„Keinen Pfennig draufgezahlt“

■ Bürgerschaft stritt um Siemens-Hochhaus: War es Wirtschaftsförderung zur Standortsicherung, ein normales Immobilien-Geschäft oder ein Symbol für bremische Misswirtschaft?

„Das Siemens-Hochhaus ist ein Symbol für die Misswirtschaft der großen Koalition“, erklärte die Fraktionssprecherin der Grünen, Karoline Linnert, gestern in einer heftigen Bürgerschafts-Debatte. Der Senat habe „die Stadt zum Gespött gemacht“. Der baupolitische Sprecher der CDU, Dieter Focke, konterte, Linnert habe wohl wirtschaftliche Nachhilfe nötig: Die Stadt habe bei dem Hin und Her mit dem Siemens-Haus „keinen Pfennig draufgezahlt“.

1997 hatte Bremen der Firma Siemens das damals auf dem Markt unverkäufliche Hochhaus für 20,2 Millionen Mark abgekauft. Versehen mit einem Mietvertrag über 30 Jahre ging die Immobilie dann an die Baufirma Zechbau, die sie kräftig sanierte und für rund 35 Millionen Mark an die Münchener Immobilien-GmbH Columbus Capital weiterreichte. Die bietet nun Beteiligungen im Rahmen eines „geschlossenen Immobilienfonds“ mit einer garantierten Rendite von sechs bis sieben Prozent an Geldanleger an.

Die Stadt hat sich offenbar zur Freude der Anleger unprofessionell verhalten, das war der Vorwurf der Grünen. „Sie können in der Immobilienbranche fragen wen Sie wollen, alle schütteln nur den Kopf“, erklärte Linnert.

In acht Geschosse des Siemens-Hochhauses soll in den kommenden Monaten das Amt für Stadtplanung und Bau einziehen, in die oberen Geschosse die Bausenatorin und Teile des Sozialressorts.

Dass das Hochhaus dem Siemens-Konzern überhaupt abgenommen wurde, habe „auch wirtschaftsfördernden Charakter“ gehabt, räumte Finanzsenator Hartmut Perschau ein.

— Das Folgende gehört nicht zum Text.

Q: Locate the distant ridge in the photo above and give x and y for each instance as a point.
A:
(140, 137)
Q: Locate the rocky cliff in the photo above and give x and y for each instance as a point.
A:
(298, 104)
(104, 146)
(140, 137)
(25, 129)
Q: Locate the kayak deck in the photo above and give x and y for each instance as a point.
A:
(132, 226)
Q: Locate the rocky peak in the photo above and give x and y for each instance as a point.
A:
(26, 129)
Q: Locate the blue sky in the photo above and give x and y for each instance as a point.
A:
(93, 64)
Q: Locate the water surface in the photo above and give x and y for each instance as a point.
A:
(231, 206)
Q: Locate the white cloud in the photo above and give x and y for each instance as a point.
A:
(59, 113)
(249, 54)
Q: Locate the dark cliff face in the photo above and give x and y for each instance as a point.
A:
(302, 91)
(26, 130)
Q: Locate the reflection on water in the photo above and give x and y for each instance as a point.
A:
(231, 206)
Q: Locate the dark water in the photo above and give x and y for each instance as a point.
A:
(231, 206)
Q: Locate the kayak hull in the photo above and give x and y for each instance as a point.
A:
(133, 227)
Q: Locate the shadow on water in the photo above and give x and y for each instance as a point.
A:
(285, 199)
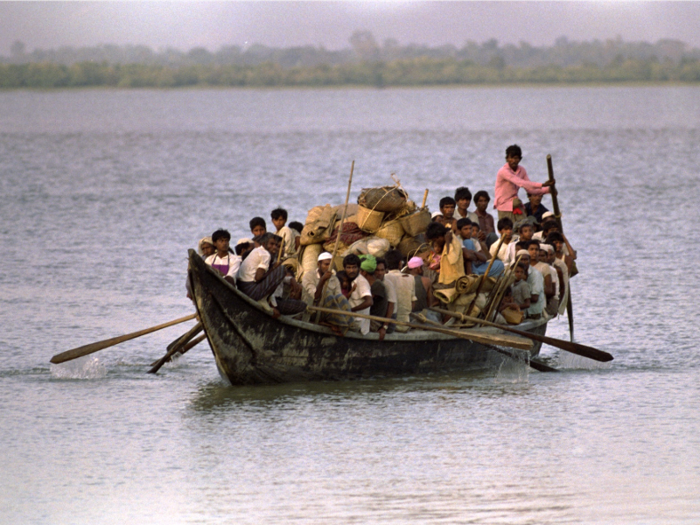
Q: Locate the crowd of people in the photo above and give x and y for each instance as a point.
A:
(525, 247)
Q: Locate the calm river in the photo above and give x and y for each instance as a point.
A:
(102, 192)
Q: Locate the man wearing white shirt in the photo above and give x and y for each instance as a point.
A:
(259, 279)
(361, 296)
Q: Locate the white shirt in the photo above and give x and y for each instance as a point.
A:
(258, 258)
(231, 260)
(309, 283)
(357, 297)
(288, 241)
(536, 282)
(503, 253)
(405, 293)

Siemens wollte seine zerstreuten Verwaltungen, die auch für Teile Niedersachsens zuständig sind, in der Nähe einer Autobahn-Auffahrt zusammenführen. Die Steuern, die Siemens jedes Jahr zahlte, seien „um ein Vielfaches höher“ als der Preis, den Bremen bezahle, das ganze also ein Stück „Standortsicherung“.

Die Miete im Siemens-Haus werde nicht teurer als das, was die umziehenden Behörden im Durchschnitt bisher bezahlt haben, versicherte Perschau. 8,18 Euro Kaltmiete sollen Haupt- und Nebenflächen kosten, über die erwarteten Nebenkosten in dem Hochhaus gab der Senat keine Auskunft.

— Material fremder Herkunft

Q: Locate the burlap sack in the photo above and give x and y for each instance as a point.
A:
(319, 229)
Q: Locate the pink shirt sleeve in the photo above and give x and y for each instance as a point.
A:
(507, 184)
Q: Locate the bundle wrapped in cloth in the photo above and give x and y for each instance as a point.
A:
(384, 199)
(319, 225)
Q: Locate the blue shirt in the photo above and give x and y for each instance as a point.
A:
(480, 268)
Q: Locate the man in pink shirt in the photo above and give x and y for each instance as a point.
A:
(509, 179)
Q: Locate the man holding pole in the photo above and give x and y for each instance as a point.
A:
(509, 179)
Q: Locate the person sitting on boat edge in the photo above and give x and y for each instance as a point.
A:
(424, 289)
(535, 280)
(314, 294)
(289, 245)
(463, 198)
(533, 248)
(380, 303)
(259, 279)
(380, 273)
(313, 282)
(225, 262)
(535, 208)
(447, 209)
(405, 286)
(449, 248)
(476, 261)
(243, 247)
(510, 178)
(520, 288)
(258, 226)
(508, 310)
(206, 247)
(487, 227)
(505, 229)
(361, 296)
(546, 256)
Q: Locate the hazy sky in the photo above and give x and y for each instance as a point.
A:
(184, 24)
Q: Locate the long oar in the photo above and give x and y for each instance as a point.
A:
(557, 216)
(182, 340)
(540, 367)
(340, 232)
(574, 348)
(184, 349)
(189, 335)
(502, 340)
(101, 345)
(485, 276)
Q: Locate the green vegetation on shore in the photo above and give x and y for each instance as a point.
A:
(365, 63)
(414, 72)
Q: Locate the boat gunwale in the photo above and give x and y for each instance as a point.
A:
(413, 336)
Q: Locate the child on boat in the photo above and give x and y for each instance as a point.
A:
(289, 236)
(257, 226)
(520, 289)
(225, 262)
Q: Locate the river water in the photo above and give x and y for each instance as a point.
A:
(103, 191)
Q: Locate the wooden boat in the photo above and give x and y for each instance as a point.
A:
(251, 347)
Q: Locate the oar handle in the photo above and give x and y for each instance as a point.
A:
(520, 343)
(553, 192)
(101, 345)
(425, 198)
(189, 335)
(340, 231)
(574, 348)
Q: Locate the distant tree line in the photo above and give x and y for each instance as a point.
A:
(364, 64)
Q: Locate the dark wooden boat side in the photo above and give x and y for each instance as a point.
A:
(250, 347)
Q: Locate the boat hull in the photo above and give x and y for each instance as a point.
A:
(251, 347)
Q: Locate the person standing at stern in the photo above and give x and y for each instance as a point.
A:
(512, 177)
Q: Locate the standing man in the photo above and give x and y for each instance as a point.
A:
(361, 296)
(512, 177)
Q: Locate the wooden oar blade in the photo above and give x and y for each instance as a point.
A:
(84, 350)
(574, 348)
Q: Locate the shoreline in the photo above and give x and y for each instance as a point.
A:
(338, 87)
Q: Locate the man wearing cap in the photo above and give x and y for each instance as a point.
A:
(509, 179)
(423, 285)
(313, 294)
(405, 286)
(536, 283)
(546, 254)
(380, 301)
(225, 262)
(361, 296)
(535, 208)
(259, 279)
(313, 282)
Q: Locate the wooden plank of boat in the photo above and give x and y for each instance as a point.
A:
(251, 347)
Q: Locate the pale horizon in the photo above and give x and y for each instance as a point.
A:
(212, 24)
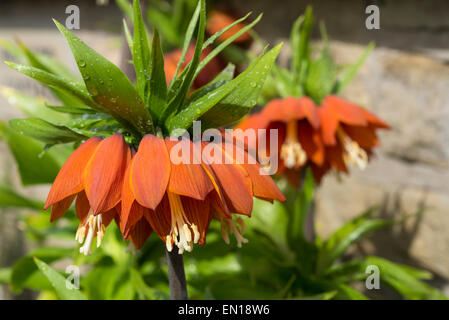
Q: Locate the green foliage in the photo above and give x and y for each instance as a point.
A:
(315, 76)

Warum hat die staatliche Bremer Investitionsgesellschaft (BIG) das Gebäude nicht selbst saniert und teuer weiterverkauft, fragte Linnert. Mangels Gewinn in der Bilanz könne diese Instandsetzungskosten nicht von der Steuer absetzen, erklärte Focke. Zudem sei der Immobilienfonds mit rund sieben Prozent nicht sehr attraktiv.

Die Steuerersparnis durch Sanierungsaufwand ist nun ein Argument für Anleger. Wer vergangenes Jahr eingestiegen ist, konnte seine Beteiligung zu 100 Prozent von der Steuer absetzen. Der Immbolienfonds Siemens-Hochhaus habe einen sehr hohen Eigenkapital-Anteil, sei schon deswegen sehr interessant für Anleger, heißt es bei der Sparkasse, die die Beteiligungen anbietet. Geradezu traumhaft für Anleger und beispiellos im Immobilienbereich komme hinzu, dass der Mietvertrag mit dem Staat 30 Jahre ohne Sonderkündigungsrechte bindend sei und die Inflationsrate voll auf die Miete umgelegt werden darf.

Die BIG hatte beim Verkauf der Immobilie an Zechbau in einer Protokoll-Notiz festgehalten, dass dies „auf Wunsch des Finanzsenators“ geschah. Die BIG hätte gern einen Teil des Risikos dem Käufer gelassen. K.W.